Em seguida Francisco Benedito narrou a altercação travada entre ele, Florentino e Faustino, e, para garantir o efeito, carregando artisticamente o colorido e a disposição dos adjetivos.

O inspetor André, sentindo no hálito do queixoso um cheiro pronunciado de álcool, teve siso bastante para descontar-lhe os exageros descritivos e conseguiu asserenar-lhe os assanhados temores, chamando em seu auxilio a galhofa.

— Mas diga-me cá, seu Chico; o Coqueiro anda pela terra? perguntou ele.

— Que eu saiba, não; mas deu ordem para que me desancassem.

— Mas os escravos depois da sova de pau hão de custar muito a cumprir a ordem.

— Pode ser que não; virão todos contra mim e o meu filho, e nós não poderemos resistir.

— Leva sustos, seu Chico; você o que precisa é ter mais confiança na gente. Ouça, depois de amanhã, que é domingo, eu levarei um leitão para comermos e depois conversarmos a respeito da cousa; verá como tudo se arranja.

— Então eu espero por vosmecê.

— E mais o leitão.

O inspetor não dava inteiro crédito à denúncia do agregado e até convencia-se de que o assalto, a se ter dado, devia ser por motivos que Francisco Benedito não ousava comunicar-lhe.

Assim, pois, não tomou nenhuma providência e nem mais pensou no acontecimento.

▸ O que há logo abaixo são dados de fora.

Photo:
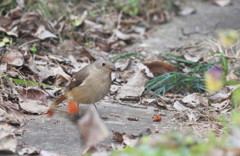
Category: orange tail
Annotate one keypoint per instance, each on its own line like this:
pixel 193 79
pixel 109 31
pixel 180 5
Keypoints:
pixel 72 107
pixel 55 103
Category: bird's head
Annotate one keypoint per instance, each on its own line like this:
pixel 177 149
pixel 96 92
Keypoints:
pixel 105 65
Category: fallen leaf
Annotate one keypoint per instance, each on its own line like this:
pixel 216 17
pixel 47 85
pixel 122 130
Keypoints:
pixel 91 127
pixel 157 118
pixel 134 87
pixel 33 101
pixel 221 3
pixel 29 151
pixel 14 58
pixel 220 96
pixel 222 105
pixel 180 107
pixel 130 141
pixel 47 153
pixel 8 141
pixel 10 115
pixel 34 94
pixel 124 36
pixel 43 34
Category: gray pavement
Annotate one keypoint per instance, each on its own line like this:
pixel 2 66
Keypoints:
pixel 59 135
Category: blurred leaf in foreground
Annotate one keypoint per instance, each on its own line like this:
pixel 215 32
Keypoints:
pixel 228 37
pixel 236 97
pixel 214 79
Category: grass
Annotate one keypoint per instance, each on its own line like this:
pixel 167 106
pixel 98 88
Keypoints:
pixel 175 82
pixel 178 82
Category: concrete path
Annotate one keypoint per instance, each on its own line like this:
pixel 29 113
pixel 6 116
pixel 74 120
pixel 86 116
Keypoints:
pixel 59 135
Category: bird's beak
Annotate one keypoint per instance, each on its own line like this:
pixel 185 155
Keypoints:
pixel 113 69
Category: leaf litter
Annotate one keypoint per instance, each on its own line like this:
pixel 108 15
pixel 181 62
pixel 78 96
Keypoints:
pixel 103 37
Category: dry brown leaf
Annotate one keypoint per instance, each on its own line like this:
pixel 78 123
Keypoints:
pixel 47 153
pixel 134 87
pixel 43 34
pixel 122 64
pixel 91 127
pixel 125 37
pixel 8 141
pixel 130 141
pixel 220 96
pixel 34 94
pixel 180 107
pixel 59 71
pixel 10 115
pixel 223 106
pixel 29 151
pixel 221 3
pixel 15 13
pixel 33 101
pixel 125 139
pixel 158 67
pixel 14 58
pixel 5 22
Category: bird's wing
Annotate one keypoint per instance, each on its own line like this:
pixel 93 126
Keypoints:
pixel 79 77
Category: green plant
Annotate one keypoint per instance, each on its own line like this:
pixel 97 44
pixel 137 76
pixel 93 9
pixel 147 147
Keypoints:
pixel 5 41
pixel 175 82
pixel 33 49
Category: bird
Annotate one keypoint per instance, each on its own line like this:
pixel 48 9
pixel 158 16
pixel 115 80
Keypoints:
pixel 88 86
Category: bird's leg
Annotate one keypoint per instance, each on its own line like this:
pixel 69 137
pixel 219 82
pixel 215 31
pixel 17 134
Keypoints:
pixel 96 107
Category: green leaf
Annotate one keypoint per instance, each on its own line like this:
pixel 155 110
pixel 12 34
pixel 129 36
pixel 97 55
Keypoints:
pixel 2 44
pixel 232 83
pixel 236 97
pixel 33 49
pixel 6 40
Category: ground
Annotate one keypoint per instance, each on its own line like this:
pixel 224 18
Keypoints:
pixel 59 135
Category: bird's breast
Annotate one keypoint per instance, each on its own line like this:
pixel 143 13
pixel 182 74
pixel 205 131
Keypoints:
pixel 92 90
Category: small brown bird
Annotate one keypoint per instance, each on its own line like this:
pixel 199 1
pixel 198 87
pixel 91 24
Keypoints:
pixel 88 86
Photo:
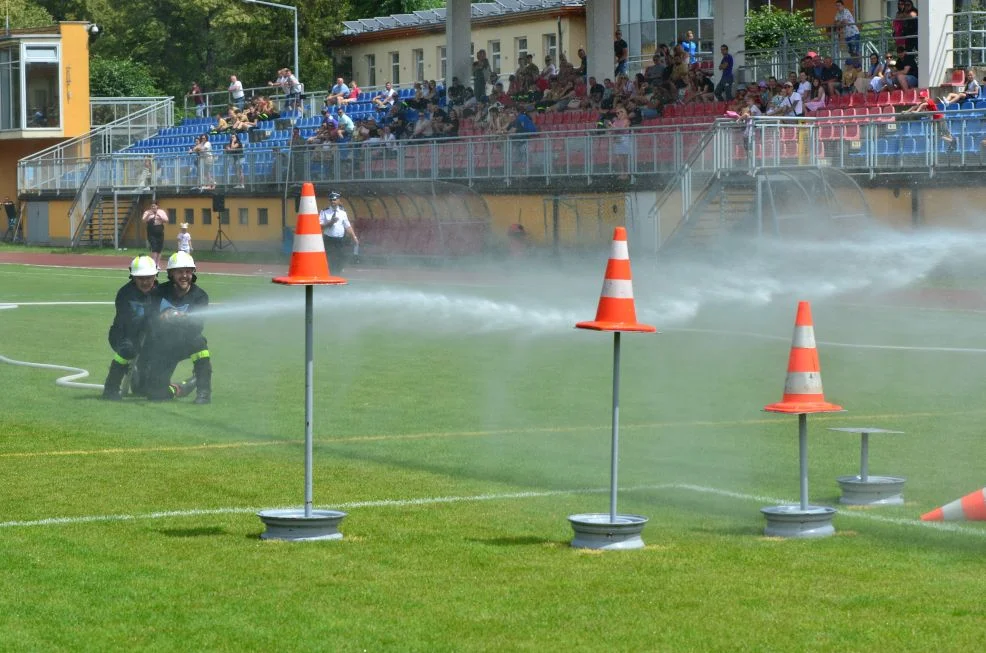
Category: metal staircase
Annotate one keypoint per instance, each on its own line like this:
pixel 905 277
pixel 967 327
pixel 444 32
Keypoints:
pixel 728 202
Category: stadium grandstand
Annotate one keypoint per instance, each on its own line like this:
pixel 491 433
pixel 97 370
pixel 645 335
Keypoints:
pixel 681 162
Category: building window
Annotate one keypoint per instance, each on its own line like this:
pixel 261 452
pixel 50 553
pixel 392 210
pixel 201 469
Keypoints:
pixel 371 68
pixel 442 62
pixel 10 88
pixel 41 80
pixel 494 50
pixel 418 57
pixel 395 67
pixel 550 44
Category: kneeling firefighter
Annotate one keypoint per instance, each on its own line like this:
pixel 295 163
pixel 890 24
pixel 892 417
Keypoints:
pixel 174 333
pixel 127 331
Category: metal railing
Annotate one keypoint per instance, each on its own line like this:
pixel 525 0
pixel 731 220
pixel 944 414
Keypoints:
pixel 872 144
pixel 968 38
pixel 104 110
pixel 62 167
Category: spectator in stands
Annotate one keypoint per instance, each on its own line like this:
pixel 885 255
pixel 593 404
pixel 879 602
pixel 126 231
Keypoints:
pixel 385 99
pixel 354 92
pixel 928 105
pixel 456 92
pixel 910 27
pixel 655 72
pixel 346 125
pixel 234 152
pixel 831 77
pixel 521 128
pixel 293 87
pixel 847 24
pixel 907 69
pixel 236 92
pixel 583 68
pixel 198 98
pixel 690 47
pixel 620 126
pixel 970 92
pixel 817 97
pixel 790 104
pixel 500 96
pixel 339 91
pixel 203 150
pixel 724 89
pixel 482 75
pixel 897 25
pixel 804 85
pixel 849 76
pixel 872 77
pixel 550 69
pixel 621 52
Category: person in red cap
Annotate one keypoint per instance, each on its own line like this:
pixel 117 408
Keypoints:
pixel 938 124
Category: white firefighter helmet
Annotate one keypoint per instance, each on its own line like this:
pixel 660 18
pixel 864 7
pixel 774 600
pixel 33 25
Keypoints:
pixel 143 266
pixel 181 260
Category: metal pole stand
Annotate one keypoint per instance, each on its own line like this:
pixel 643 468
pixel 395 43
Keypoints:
pixel 865 489
pixel 610 531
pixel 803 520
pixel 308 524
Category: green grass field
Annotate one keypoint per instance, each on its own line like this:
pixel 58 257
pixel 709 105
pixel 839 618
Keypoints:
pixel 459 425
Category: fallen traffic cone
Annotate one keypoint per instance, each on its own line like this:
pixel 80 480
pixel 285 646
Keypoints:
pixel 309 264
pixel 803 386
pixel 616 311
pixel 971 507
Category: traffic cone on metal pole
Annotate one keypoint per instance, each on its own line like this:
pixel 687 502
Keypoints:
pixel 803 385
pixel 802 395
pixel 971 507
pixel 616 310
pixel 309 264
pixel 309 267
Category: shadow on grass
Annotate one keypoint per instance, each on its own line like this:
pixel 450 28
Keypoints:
pixel 205 531
pixel 527 540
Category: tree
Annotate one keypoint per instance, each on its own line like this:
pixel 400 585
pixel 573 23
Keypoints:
pixel 768 27
pixel 110 77
pixel 372 9
pixel 25 13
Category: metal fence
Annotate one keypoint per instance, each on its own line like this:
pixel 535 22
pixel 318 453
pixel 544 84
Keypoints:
pixel 62 167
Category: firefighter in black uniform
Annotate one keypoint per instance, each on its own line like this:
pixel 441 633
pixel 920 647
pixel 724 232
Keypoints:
pixel 127 331
pixel 174 333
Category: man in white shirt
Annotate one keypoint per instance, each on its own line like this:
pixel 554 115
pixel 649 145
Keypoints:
pixel 335 228
pixel 386 98
pixel 338 92
pixel 236 92
pixel 791 105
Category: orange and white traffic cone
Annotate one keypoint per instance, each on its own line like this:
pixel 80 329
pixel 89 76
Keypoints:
pixel 971 507
pixel 803 386
pixel 309 264
pixel 616 310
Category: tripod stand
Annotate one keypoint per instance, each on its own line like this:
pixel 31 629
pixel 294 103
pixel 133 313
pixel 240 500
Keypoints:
pixel 222 241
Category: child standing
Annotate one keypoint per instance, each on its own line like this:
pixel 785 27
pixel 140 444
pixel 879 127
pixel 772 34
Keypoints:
pixel 184 239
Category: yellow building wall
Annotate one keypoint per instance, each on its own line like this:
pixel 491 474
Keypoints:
pixel 582 220
pixel 573 37
pixel 75 79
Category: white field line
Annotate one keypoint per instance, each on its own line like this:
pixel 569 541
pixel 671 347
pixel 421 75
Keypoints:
pixel 950 527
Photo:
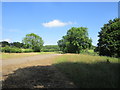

Francisco Benedito, porém, saiu a espalhar pela vizinhança que o seu compadre mandara matá-lo pelos seus escravos e que o assassinato não realizou-se graças à sua coragem.

A credulidade sertaneja, sempre inclinada a se deixar penetrar por embustes e falsidades, ouviu, murmurou, comentou e finalmente em altos brados apregoou por toda a parte, como verdade, a delação do agregado.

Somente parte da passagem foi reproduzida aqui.